Le Mage de la Mort semblait avoir plus de cinquante ans, son teint blanc comme celui d'un cadavre, son corps squelettique comme un crâne. Ses orbites étaient profondément creusées, et les globes troubles qu'elles contenaient roulaient sans cesse, de telle sorte qu'on craignait qu'ils ne tombent. Pourtant, l'éclat d'acuité qui jaillissait parfois de son regard suffisait à inspirer la terreur.
Les mains du Mage de la Mort étaient d'un jaune cireux, comme trempées dans une solution caustique, parsemées de diverses marques de brûlure brunes sur la peau, certaines dues aux flammes, d'autres à des liquides corrosifs.

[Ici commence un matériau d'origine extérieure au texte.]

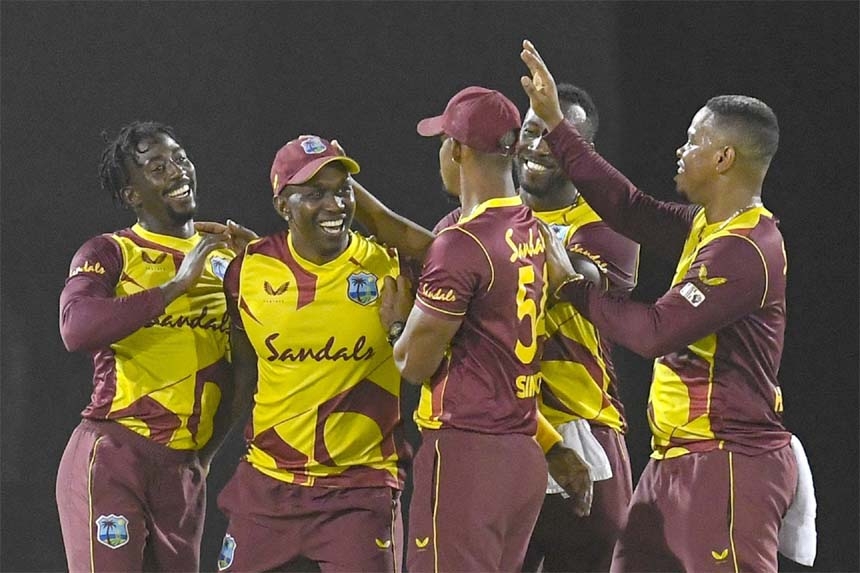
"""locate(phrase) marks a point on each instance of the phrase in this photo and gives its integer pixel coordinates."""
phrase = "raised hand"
(396, 300)
(236, 236)
(540, 87)
(571, 473)
(192, 266)
(559, 268)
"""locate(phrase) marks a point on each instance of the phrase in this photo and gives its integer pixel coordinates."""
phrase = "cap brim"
(431, 127)
(307, 172)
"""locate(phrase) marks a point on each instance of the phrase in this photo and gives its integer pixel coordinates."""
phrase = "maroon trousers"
(280, 526)
(709, 511)
(475, 501)
(129, 504)
(563, 541)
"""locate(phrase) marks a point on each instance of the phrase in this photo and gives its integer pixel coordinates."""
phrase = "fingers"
(210, 227)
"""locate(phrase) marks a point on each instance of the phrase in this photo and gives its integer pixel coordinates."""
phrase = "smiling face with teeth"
(162, 186)
(319, 213)
(540, 176)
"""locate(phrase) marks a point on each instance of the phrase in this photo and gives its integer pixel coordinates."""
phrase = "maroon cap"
(302, 158)
(477, 117)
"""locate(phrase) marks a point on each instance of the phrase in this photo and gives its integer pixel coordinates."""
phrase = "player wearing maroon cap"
(146, 302)
(474, 336)
(325, 463)
(722, 473)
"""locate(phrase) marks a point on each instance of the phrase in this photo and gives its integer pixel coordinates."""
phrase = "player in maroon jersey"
(474, 337)
(722, 473)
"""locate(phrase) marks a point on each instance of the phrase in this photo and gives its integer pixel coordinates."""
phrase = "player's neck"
(476, 190)
(181, 230)
(553, 200)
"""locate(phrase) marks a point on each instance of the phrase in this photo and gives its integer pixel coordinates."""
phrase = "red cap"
(477, 117)
(302, 158)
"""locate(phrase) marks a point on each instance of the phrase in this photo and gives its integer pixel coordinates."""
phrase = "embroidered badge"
(560, 231)
(219, 266)
(228, 550)
(112, 530)
(313, 145)
(692, 293)
(362, 288)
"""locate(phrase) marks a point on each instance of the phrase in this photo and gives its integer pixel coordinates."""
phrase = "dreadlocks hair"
(113, 175)
(568, 95)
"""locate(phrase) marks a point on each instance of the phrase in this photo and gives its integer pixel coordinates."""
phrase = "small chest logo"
(153, 260)
(275, 290)
(219, 266)
(362, 288)
(560, 231)
(228, 550)
(112, 530)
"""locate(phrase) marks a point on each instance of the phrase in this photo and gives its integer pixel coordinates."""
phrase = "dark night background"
(238, 79)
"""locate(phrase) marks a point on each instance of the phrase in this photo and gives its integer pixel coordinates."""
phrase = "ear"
(456, 151)
(725, 158)
(281, 206)
(129, 196)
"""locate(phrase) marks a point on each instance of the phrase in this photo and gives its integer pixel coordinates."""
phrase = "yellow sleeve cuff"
(546, 436)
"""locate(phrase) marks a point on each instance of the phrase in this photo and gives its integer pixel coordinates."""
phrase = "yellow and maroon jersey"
(157, 371)
(579, 378)
(488, 271)
(327, 406)
(717, 334)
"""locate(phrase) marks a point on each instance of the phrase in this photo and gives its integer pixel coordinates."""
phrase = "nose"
(535, 143)
(334, 201)
(176, 168)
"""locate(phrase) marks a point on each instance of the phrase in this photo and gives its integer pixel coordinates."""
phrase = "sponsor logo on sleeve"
(692, 293)
(228, 551)
(88, 267)
(439, 294)
(362, 288)
(153, 260)
(703, 276)
(112, 530)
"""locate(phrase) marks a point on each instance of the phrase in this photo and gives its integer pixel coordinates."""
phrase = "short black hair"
(753, 122)
(113, 174)
(569, 94)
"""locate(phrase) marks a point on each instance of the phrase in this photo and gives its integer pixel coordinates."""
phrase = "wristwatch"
(395, 330)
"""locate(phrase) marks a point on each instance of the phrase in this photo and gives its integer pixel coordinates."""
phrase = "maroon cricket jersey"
(717, 334)
(488, 271)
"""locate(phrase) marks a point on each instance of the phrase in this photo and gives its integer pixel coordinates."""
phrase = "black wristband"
(395, 330)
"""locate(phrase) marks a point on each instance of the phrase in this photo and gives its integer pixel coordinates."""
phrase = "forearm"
(625, 208)
(411, 239)
(90, 322)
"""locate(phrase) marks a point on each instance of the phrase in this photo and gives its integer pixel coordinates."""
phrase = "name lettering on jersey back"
(438, 294)
(534, 246)
(88, 267)
(328, 352)
(202, 320)
(528, 385)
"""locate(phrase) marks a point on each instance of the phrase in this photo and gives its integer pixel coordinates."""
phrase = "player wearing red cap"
(473, 338)
(325, 464)
(722, 472)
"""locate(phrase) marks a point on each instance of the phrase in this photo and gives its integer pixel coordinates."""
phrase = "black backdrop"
(237, 79)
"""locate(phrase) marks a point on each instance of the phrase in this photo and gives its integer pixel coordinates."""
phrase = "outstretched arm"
(410, 238)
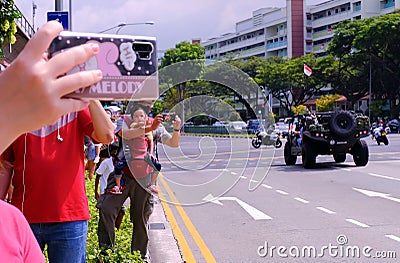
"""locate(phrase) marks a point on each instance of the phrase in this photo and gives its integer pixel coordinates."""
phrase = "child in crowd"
(139, 148)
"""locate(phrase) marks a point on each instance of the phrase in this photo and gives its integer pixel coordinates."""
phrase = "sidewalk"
(163, 247)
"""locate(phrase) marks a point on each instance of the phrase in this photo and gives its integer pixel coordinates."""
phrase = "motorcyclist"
(378, 131)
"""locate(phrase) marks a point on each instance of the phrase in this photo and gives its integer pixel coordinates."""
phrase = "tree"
(8, 27)
(285, 78)
(179, 65)
(326, 102)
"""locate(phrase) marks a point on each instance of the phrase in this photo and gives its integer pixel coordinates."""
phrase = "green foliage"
(300, 109)
(122, 251)
(287, 82)
(325, 102)
(8, 27)
(361, 45)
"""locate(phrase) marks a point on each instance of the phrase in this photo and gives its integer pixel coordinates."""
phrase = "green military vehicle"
(327, 133)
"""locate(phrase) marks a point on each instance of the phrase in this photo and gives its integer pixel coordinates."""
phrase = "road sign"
(60, 16)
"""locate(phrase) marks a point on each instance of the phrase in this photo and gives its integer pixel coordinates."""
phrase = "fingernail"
(95, 47)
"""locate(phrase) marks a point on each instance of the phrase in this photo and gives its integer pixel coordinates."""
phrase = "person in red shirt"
(33, 96)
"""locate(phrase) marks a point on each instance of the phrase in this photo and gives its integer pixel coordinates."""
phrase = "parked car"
(253, 125)
(236, 126)
(393, 125)
(220, 123)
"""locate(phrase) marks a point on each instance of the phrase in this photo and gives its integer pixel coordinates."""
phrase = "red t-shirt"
(49, 181)
(17, 242)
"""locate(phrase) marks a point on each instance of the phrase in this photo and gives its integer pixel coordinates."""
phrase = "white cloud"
(175, 20)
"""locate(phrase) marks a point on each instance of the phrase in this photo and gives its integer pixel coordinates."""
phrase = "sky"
(174, 20)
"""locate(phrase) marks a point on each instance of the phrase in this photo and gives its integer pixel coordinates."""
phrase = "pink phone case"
(128, 63)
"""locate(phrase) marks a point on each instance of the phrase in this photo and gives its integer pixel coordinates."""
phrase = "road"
(233, 203)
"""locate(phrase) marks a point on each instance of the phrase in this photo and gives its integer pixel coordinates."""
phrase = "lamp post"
(121, 25)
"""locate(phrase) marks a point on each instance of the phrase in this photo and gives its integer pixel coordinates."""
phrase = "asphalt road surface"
(233, 203)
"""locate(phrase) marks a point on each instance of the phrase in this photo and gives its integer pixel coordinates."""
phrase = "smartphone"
(128, 63)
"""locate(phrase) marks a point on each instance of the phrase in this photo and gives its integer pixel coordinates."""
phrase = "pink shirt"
(17, 242)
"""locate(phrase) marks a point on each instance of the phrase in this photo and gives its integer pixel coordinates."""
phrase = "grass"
(122, 251)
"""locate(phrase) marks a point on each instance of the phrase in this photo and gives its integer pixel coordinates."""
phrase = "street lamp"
(121, 25)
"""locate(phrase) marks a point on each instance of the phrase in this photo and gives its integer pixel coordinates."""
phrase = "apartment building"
(292, 31)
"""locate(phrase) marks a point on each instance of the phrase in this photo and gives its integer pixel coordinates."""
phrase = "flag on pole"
(307, 70)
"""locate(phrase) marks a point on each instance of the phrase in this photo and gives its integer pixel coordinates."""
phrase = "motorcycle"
(270, 138)
(380, 136)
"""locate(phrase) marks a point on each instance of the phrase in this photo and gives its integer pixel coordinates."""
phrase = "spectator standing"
(32, 85)
(49, 182)
(106, 167)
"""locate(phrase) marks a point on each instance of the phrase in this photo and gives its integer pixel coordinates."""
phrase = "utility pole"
(70, 15)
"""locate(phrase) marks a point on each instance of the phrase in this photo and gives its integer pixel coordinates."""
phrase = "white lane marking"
(377, 194)
(355, 222)
(301, 200)
(396, 238)
(326, 210)
(266, 186)
(281, 192)
(384, 176)
(252, 211)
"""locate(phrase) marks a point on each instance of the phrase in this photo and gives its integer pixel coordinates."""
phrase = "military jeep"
(327, 133)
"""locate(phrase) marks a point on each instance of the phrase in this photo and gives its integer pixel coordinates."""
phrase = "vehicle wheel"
(278, 143)
(343, 123)
(256, 143)
(360, 153)
(339, 158)
(308, 156)
(385, 140)
(289, 158)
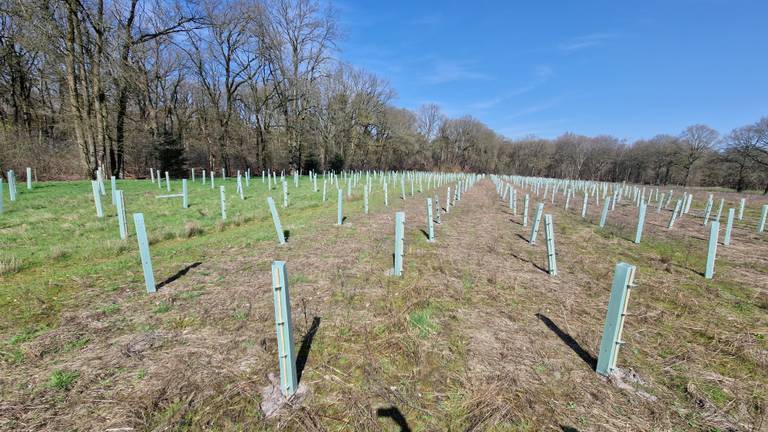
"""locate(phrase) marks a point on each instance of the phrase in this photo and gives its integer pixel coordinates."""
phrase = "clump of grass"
(9, 265)
(77, 344)
(59, 253)
(192, 229)
(63, 380)
(110, 309)
(220, 225)
(422, 320)
(161, 307)
(169, 235)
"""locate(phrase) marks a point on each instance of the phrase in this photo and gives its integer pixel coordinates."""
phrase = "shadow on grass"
(571, 342)
(396, 416)
(306, 345)
(178, 275)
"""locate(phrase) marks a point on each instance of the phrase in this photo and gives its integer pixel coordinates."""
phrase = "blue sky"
(629, 68)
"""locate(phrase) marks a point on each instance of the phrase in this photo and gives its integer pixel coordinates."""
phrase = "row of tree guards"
(611, 194)
(280, 289)
(507, 187)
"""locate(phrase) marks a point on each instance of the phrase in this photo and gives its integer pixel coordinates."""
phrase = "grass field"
(474, 336)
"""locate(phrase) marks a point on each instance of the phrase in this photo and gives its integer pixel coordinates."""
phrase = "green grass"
(423, 321)
(63, 379)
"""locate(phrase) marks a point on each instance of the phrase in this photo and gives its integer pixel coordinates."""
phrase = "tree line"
(130, 84)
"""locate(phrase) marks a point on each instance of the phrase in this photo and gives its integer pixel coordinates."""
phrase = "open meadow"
(475, 335)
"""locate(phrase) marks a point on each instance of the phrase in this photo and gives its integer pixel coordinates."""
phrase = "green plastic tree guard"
(276, 220)
(714, 232)
(742, 203)
(763, 215)
(12, 185)
(678, 208)
(223, 200)
(399, 243)
(549, 237)
(430, 221)
(536, 223)
(720, 209)
(97, 199)
(729, 227)
(604, 214)
(184, 194)
(120, 203)
(708, 211)
(112, 188)
(526, 202)
(283, 323)
(640, 222)
(146, 258)
(623, 280)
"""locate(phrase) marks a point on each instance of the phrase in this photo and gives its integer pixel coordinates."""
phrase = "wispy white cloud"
(542, 74)
(428, 20)
(544, 129)
(586, 41)
(533, 109)
(449, 71)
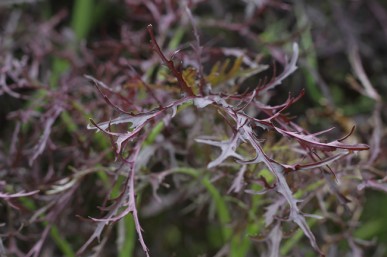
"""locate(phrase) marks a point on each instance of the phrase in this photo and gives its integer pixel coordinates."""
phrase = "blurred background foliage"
(45, 103)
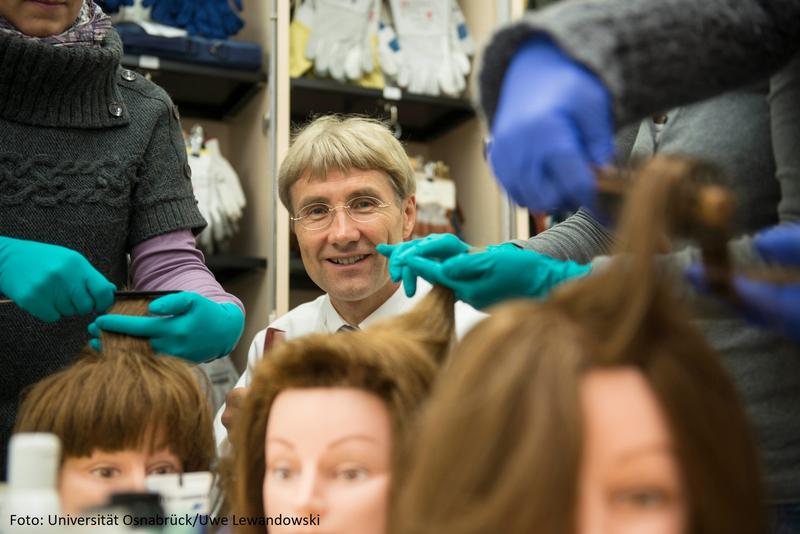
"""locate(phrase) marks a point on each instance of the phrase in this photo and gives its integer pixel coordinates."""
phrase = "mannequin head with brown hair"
(599, 410)
(326, 416)
(121, 414)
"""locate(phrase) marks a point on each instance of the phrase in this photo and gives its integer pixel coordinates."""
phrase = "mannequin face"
(328, 452)
(630, 481)
(89, 481)
(40, 18)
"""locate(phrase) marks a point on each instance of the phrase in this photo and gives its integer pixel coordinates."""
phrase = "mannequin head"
(338, 465)
(40, 18)
(121, 415)
(326, 417)
(600, 410)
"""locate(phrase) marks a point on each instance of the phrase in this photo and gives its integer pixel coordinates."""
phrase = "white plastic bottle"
(31, 496)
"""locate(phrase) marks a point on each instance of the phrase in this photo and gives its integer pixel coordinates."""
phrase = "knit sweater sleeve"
(655, 54)
(579, 238)
(163, 199)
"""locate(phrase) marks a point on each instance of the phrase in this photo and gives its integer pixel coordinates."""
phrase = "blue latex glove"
(552, 125)
(773, 305)
(433, 246)
(501, 272)
(51, 282)
(186, 324)
(214, 19)
(112, 6)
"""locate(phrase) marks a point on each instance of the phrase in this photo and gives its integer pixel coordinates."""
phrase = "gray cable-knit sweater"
(653, 55)
(91, 158)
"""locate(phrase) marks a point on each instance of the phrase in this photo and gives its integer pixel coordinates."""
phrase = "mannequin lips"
(48, 3)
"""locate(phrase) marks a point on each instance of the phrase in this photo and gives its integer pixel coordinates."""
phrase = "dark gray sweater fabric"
(733, 130)
(91, 158)
(655, 55)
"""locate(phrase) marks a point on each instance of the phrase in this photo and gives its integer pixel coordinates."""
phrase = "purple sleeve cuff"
(173, 262)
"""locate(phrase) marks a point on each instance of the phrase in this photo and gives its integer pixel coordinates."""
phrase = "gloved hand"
(51, 282)
(186, 324)
(772, 305)
(501, 272)
(552, 125)
(434, 246)
(339, 36)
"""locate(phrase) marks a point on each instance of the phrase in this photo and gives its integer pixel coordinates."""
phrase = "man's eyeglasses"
(318, 216)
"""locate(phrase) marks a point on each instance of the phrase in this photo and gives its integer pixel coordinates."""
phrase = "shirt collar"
(394, 305)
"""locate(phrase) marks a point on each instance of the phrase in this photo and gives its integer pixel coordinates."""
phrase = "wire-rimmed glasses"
(319, 215)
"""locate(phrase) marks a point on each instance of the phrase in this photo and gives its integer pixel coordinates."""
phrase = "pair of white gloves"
(219, 196)
(428, 55)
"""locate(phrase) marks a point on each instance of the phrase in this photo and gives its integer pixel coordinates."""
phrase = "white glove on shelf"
(431, 62)
(219, 194)
(339, 43)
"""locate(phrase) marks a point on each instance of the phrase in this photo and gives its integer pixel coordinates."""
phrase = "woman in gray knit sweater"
(92, 169)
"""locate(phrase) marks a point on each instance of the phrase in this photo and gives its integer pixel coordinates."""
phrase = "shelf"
(422, 117)
(200, 91)
(225, 266)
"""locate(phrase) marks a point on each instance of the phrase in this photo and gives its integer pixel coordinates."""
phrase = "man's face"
(40, 18)
(328, 254)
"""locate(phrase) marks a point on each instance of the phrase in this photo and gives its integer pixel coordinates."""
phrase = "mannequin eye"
(352, 474)
(105, 472)
(280, 472)
(161, 469)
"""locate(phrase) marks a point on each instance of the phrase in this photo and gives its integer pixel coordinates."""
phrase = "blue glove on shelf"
(433, 246)
(50, 281)
(553, 124)
(500, 273)
(772, 305)
(112, 6)
(186, 324)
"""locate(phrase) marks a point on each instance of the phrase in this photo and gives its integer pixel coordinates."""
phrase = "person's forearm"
(172, 261)
(653, 55)
(579, 238)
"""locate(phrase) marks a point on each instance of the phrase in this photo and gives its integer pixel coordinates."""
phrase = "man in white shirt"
(349, 186)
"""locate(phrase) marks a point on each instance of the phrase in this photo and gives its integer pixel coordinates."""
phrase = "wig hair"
(396, 360)
(124, 397)
(500, 443)
(335, 143)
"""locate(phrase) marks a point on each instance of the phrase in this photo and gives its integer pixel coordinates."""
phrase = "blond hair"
(341, 143)
(396, 360)
(115, 399)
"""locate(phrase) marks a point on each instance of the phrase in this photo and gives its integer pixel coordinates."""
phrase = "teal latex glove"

Ses ongles étaient noirs et allongés comme ceux d'un zombie, bourrés de crasse noire dans les interstices, un spectacle nauséabond. Pourtant, c'étaient ces mains qui étaient incroyablement agiles, et à cet instant, elles s'affairaient à manipuler une vaste gamme de bouteilles et de fioles sur la Table de Pierre.
Alors qu'il tripotait les contenants, on entendit les pas de la Femme Devin entrant. Le Mage de la Mort tourna la tête vers la porte et vit immédiatement une belle femme se débattre violemment dans les mains du Monstre Couseur. Plissant les yeux, le Mage de la Mort laissa échapper un gloussement sinistre et dit à la belle femme : « Ah, mon cobaye, as-tu peur ? Je te le dis, pas la peine d'avoir peur ; je vais t'envoyer dormir bientôt, et tu ne sentiras aucune douleur. Allez, bois ça. »
Sur ces mots, le Mage de la Mort saisit une bouteille de potion brune sur la Table de Pierre, s'avança devant le Monstre Cousu à Peau Grise et la lui versa dans la bouche.
« Mmm— » La belle femme, forcée de boire la potion mystérieuse, poussa d'abord un cri terrifié, mais sa voix s'affaiblit bientôt — de plus en plus faible ; même ses contorsions cessèrent, jusqu'à ce qu'enfin sa tête s'affaisse sur le côté, immobile.
« Héhé. » Le Mage de la Mort observait et gloussa à nouveau de façon menaçante, ordonnant au Monstre Couseur de placer la femme à une extrémité de l'énorme Table de Pierre.
C'est alors que la Femme Devin porta son regard sur le Mage de la Mort et prit la parole : « Hé, on avait un accord avant ; cette femme est à moi. Tu as promis de lui arracher le visage pour me le donner, ne reviens pas sur ta parole. »
« Hein ? » fit le Mage de la Mort, son regard se tournant vers la Femme Devin, interrogateur dans un ton dubitatif : « Quand ai-je jamais accepté une chose pareille ? Je ne m'en souviens pas. »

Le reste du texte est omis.